Positive feedback: The UCoC would be generally welcomed. It would be a guide for us while navigating Wikipedia and editing it. For most young, quick-to-react editors, it is a must.
Negative feedback: None aside from the country-specific ISP issue noted above.
Concerns and opinions: UCoC should include a paragraph about respecting others’ privacy and religion and being patient towards newbies.
Agreement to a Universal Code of Conduct: Yes, definitely.
A Wikipedia editor who is a Falun Gong practitioner said that In Vietnam, this religious group is considered a cult, and is repressed, similarly to China. He said, “I came to Wikipedia to read the Falun Gong article in Vietnamese, and I started to edit it to clarify some points that are inadequate. But I was ridiculed for my faith. Some editors left provocative remarks on my Wikipedia personal talk page. When I responded, the discussion escalated into becoming an argument and ultimately to threats. After some interventions from admins, they switched to one of my social media accounts and threatened to kill me. Sometime later, I was attacked by a group of men outside my house. I was hurt with bloody scratches on my head. I recovered, but I have not come back to Wikipedia since then.
I think intellectual or religious clashes on Wikipedia can become fights in reality.

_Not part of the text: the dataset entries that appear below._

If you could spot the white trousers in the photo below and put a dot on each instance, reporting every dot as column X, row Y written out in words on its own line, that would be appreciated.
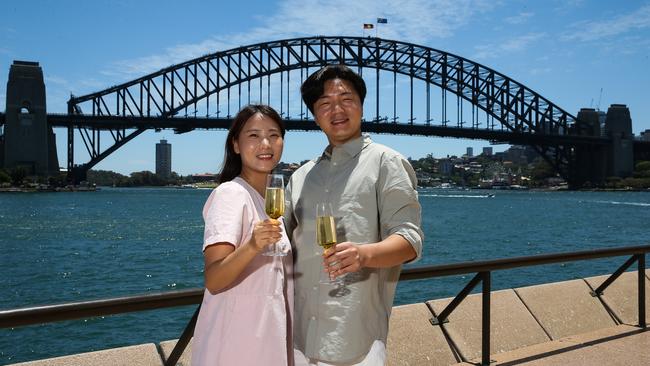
column 375, row 357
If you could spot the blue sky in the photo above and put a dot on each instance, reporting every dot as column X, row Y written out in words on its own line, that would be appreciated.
column 566, row 50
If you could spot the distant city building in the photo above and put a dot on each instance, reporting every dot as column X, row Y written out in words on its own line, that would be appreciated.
column 164, row 159
column 445, row 166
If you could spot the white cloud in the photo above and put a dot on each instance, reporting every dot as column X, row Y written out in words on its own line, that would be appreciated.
column 512, row 45
column 598, row 29
column 415, row 20
column 520, row 18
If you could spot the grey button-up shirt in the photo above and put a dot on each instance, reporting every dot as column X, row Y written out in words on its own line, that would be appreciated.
column 373, row 194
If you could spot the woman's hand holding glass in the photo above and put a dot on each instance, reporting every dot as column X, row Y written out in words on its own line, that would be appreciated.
column 274, row 207
column 265, row 233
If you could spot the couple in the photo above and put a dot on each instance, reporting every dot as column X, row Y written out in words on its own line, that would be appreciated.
column 247, row 316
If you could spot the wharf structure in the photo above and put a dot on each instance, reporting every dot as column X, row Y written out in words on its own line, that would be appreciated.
column 591, row 321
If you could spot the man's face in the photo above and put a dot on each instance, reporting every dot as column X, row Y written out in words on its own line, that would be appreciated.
column 338, row 112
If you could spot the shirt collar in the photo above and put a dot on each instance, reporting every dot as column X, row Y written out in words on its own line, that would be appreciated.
column 348, row 150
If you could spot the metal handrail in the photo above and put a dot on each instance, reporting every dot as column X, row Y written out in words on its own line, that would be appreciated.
column 85, row 309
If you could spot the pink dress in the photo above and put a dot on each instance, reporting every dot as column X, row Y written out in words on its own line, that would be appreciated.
column 249, row 322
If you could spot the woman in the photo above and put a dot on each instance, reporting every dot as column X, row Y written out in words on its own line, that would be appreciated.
column 245, row 317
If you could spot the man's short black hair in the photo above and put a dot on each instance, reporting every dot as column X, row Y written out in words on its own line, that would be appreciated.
column 313, row 87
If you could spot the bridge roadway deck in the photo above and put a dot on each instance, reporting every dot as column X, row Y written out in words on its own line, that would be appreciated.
column 550, row 324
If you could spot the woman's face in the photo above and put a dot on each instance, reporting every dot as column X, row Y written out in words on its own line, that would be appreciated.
column 259, row 144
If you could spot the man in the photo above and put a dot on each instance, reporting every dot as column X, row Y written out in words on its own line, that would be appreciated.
column 372, row 190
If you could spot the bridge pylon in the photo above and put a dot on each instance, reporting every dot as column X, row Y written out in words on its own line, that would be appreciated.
column 29, row 141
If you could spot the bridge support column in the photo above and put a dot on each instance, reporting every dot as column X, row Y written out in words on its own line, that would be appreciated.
column 618, row 126
column 28, row 140
column 590, row 161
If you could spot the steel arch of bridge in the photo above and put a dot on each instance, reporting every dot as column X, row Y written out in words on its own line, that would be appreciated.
column 183, row 87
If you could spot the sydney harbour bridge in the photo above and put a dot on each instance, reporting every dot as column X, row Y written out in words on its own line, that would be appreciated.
column 412, row 90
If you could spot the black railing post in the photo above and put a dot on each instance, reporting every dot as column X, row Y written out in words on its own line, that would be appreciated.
column 485, row 321
column 641, row 292
column 599, row 291
column 444, row 314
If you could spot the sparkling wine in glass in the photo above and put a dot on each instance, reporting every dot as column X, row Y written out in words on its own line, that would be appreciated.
column 326, row 235
column 274, row 207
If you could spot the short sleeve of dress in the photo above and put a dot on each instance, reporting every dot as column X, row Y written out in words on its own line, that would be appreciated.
column 224, row 214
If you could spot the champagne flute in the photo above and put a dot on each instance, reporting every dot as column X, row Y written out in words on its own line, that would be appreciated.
column 274, row 207
column 326, row 236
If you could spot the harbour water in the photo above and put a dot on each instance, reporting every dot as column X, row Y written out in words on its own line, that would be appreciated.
column 74, row 246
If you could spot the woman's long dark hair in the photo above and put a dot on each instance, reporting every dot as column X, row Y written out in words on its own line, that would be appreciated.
column 232, row 161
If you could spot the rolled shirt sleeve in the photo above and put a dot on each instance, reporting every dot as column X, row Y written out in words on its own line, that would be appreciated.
column 399, row 209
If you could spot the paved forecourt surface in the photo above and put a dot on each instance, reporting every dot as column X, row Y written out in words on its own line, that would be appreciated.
column 550, row 324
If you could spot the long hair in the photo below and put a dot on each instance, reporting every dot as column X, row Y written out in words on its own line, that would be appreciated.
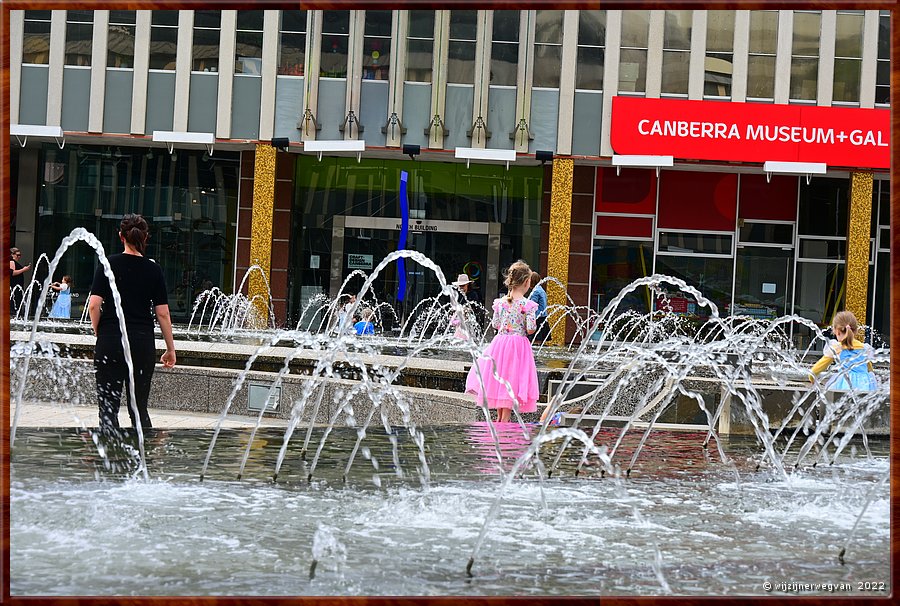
column 518, row 273
column 135, row 230
column 846, row 319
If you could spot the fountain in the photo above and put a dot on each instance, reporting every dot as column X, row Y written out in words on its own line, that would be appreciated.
column 698, row 461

I think the Universal Code of Conduct should have some content about equality regardless of religion or faith we are believing.”
Agreement to a Universal Code of Conduct: Yes, it is necessary.
Since I am a student, In my free time I like to go to Wikipedia to learn about new things. When I read interesting things, I want to befriend editors who wrote those articles because I think they would have more interesting things to talk to. But, I have found out that along with some friendly people there are some nasty, irritating people who love to show off and can be angry quickly. They were knowledgeable nevertheless, and some of them must be respectful people in real life. Admins are good guys but not always around. So I have to learn almost everything by myself by watching what other editors were doing. That’s not bad, but it takes too long.
I hope that Universal Code of Conduct could include forceful regulations about helping the newbies like me, otherwise, we may get lost and leave Wikipedia for good.
Agreement to a Universal Code of Conduct: Yes.
I notice many newcomers ask me private questions about myself, such as my name, my age, the place I live. They perhaps only want to get closer to other Wikipedians, or they are just curious about those who donate their time to Wikipedia. Despite their naive motive, I doubt people will be comfortable with these questions. So I suggest the Universal Code of Conduct should include a rule which is "respecting other people's privacy and not asking private questions".
Agreement to a Universal Code of Conduct: Yes.
I have an edit disagreement with an editor about an article of Japanese manga. I use Vietnamese-based names, and that editor uses Chinese based names. We cannot compromise and revert back and forth. After such reverts, an admin comes in and protects the article and asks us to sit down and talk. After several days of talking we still cannot compromise, but talking about that has made us calmer. I think Universal of Code of Conduct should include a cool off interval when resolving conflicts, it is useful for me.
From the facilitating process, I learned that our Vietnamese community is a small group of respected, reserved, thoughtful and quite knowledgeable people mixed with a lot of young students and pupils who are wandering in Wikipedia, soaking free knowledge in as they jump from one article to another.
We must learn to be patient with young people so that they can learn how Wikipedia works and to keep knowledgeable people happy and staying with Wikipedia.